Joel stands a little taller than average (when not slouching) and emanates music from every bone in his body. His dark hair is non-chalantly brushed to the side, and he sports a neatly kept beard and a thick moustache. He often wears a plaid flannel and blue jeans, loose but not un-stylish. His pockets are filled with tuning keys, guitar picks, and occasionally a pair of drum sticks protrudes from his back-right pocket. He has a soft demeanour that matches his smooth, quiet voice, and hands that restlessly tap out rhythms whenever they are not busy holding something. He has the look of someone ambitious and passionate about their profession, but not without a sense of politeness and respect that was no doubt instilled in him from his humble upbringings.
Joel comes from a family of five, with two older brothers. Despite coming from Calgary, Alberta, Joel was raised bilingual as a result of his close relationship with his Francophone grandparents. He is now fluent in French and English, an asset that has served him well with his successes in Montreal's music scene. Growing up, Joel would find a way to make music by any means necessary. He would regularly assemble a drum kit out of industrial plastic buckets, old paint cans, and his mother's pots and pans. After years of this ritual, his parents finally recognized his potential and bought him his first drum kit. This was the start of a chain of events that ultimately led Joel to move to Montreal to study at Concordia University, where he dove headfirst into the foreign and wonderful music scene of Montreal.
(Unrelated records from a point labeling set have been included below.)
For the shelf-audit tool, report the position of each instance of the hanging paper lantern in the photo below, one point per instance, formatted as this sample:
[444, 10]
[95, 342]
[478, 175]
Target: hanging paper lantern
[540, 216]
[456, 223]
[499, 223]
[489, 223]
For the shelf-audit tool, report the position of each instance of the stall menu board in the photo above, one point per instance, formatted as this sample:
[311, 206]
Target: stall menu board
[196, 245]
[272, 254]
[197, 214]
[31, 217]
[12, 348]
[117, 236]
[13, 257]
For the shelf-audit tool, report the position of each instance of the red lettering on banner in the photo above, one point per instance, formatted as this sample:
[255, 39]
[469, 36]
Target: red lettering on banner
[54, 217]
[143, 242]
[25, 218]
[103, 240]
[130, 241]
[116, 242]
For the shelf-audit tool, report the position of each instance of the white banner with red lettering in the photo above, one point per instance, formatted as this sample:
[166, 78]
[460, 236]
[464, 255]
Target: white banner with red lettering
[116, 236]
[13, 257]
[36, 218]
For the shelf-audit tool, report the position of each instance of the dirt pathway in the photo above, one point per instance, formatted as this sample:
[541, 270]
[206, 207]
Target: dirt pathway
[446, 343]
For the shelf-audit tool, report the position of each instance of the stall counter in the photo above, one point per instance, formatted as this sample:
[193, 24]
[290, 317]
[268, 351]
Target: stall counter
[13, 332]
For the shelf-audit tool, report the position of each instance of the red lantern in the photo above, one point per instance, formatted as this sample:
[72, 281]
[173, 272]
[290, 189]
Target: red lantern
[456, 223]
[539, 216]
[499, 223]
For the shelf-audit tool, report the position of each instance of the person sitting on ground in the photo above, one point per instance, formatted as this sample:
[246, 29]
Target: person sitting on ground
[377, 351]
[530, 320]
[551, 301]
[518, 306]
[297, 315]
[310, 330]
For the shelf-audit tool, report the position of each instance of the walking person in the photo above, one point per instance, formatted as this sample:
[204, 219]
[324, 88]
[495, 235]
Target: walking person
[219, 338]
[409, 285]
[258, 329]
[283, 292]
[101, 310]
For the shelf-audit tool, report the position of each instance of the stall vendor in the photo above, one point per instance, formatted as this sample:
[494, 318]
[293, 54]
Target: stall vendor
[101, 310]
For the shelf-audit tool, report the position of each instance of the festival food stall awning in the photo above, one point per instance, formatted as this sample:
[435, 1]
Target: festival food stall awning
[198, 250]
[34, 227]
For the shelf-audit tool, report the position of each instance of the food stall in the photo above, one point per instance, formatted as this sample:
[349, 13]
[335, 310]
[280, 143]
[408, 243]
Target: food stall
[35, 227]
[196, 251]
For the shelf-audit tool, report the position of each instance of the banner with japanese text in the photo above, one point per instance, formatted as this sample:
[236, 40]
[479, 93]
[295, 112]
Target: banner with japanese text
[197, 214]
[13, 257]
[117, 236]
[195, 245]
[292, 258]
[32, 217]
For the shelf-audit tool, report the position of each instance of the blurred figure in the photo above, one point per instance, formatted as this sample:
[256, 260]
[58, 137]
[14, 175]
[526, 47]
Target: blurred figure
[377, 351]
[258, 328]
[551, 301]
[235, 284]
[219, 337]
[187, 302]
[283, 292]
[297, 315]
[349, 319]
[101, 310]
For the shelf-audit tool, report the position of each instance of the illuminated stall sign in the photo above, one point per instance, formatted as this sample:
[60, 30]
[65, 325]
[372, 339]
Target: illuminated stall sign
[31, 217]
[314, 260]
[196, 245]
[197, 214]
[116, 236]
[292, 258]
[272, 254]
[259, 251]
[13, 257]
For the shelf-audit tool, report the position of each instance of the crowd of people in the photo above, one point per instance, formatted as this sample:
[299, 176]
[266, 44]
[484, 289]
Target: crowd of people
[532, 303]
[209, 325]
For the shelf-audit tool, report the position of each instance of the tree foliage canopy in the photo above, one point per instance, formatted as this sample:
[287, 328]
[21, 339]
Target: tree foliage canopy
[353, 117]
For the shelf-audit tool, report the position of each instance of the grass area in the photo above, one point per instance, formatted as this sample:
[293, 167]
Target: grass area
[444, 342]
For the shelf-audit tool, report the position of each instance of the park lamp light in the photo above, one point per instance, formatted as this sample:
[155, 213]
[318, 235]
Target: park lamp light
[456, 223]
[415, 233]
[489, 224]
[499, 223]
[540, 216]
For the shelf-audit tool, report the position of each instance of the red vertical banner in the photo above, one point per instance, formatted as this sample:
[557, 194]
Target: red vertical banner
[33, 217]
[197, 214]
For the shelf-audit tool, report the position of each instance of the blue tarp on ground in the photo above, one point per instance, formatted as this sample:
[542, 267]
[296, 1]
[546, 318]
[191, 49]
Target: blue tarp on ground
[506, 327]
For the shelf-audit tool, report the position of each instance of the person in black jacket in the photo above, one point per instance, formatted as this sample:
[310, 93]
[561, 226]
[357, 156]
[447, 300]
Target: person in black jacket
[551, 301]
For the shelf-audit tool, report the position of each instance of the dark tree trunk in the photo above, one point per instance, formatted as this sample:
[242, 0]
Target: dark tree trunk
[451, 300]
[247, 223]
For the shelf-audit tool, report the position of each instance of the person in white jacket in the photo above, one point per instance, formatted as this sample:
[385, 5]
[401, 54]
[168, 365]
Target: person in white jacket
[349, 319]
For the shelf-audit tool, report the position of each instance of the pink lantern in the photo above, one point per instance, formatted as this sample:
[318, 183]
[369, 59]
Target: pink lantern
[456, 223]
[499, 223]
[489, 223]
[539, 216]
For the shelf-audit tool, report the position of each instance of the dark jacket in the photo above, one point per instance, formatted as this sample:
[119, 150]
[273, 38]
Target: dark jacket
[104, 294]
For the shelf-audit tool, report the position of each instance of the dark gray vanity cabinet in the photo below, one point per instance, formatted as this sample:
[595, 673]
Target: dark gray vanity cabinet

Throughout his degree at Concordia Joel played music in a number of bands, the most notable being Soap-box Assembly (previously The Picture Show) for whom he played drums. The frontman of Soap-box Assembly and a friend of Joel's, Blake Unruh, was a very talented and active musician who poured out new material almost non-stop; but this didn't prevent Joel from having an active role in the band writing parts for guitar, bass, mandolin, and harmonica, as well as composing all the drum parts. Soap-box Assembly became moderately popular, hosting many shows with other local bands and managing to hold down a weekly gig at Honey Martin's, a bar in NDG where they would play a two-hour set every wednesday. When Joel graduated from Concordia in 2013, and Blake decided to move to the west coast to study music, Joel decided to do the same, but from the other side of things, here in Montreal.
Only a couple months after he had graduated, Joel had already enrolled and begun taking classes at RAC (Recording Arts Canada), a school for Audio Engineering in the Old Port of Montreal. It was here that he met his close friend and production partner, Marcus Reichenbach. Together they worked on projects for their classes, recording and mixing many local bands using the school's available facilities. Their material has been played on multiple radio programs, and their work has been favoured by members of Indica Records, notable for signing bands such as Half Moon Run and Priestess.
Since graduating from RAC in August of 2014, Joel has enjoyed playing in the local progressive-rock band Noko, and has worked together with Marcus Reichenbach to record, mix, and produce Noko's album "It Comes, It's Calm, It's Gone," released on October 25th. Joel continues to confer with his former professor and head of Indica records on his upcoming projects, and is constantly recording, mixing, producing, and releasing new material for numerous different artists. In Montreal's expansive and ever-changing music scene, it takes hard work and dedication to make a name for yourself; but as Joel has proven, once accomplished, there is an endless future of successes and new developments that awaits.
Paragraph on his description was perfect! I can see him in my mind.